Uganda is much improved, having
recovered from the depredations of Idi Amin and you can risk
Zimbabwe if you want but the best safariing is to be found in Kenya,
Tanzania, Botswana and South Africa. Within these countries, there
are many different game parks or reserves, each with a special
character or attraction and often a different group of resident
animals. For example, the Serengeti National Park/Ngorongoro
Conservation Area is famous for the enormous herds of wildebeest,
zebra and antelope where the calves are born before the grazing runs
out and the herds move on. In Kenya, Tsavo East National Park is
renowned for the largest herds of elephant in the country, whereas
the Masai Mara is home to all of the Big Five as well as most other
species as well as being the best place to see the migration south
of the wildebeest, zebra and antelope back to the plains of the
There are also many types of
safari to choose from.
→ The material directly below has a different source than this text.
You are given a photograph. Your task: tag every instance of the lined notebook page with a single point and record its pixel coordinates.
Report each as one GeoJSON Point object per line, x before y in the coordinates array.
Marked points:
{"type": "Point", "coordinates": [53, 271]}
You can travel by small purpose-built
mini-bus which holds about eight people, by jeep, by elephant or
horse or even, for the adventurous, on foot (accompanied by an armed
guide, of course).
You can stay overnight in
luxurious lodges (very welcome after a hot dusty game drive) or
permanent camps (nearly as luxurious), in tree-top eco-friendly
hotels or join in setting up camp on the more rugged safaris. You
can also book a beach holiday and just take a half-day or a night or
two away, booked locally.
The most important part though,
is not your mode of transport or your accommodation, but the
animals. The thrill of the chase, the news from your driver that one
of his colleagues has just seen a lioness with her cubs, right by
the trees over there, the excitement of actually seeing in the wild,
a beast which you many only have seen previously in photographs or
at best, behind bars in a zoo.
You may see sociable elephants,
usually to be found in large family groups, if you’re lucky, with
babies in tow. You may see black rhino, but he probably won’t see
you - they have extremely poor eyesight but a great sense of smell.
Then there are tall, elegant giraffes, munching from trees far out
of reach of the other beasts, dainty antelopes, big cats, ferocious
or playful and so much more.
Put these fabulous creatures
together with the vast beauty that is Africa and the sense of the
dangerous and the exotic and you have the experience of a lifetime
so go and shoot a few animals (with your camera, of course).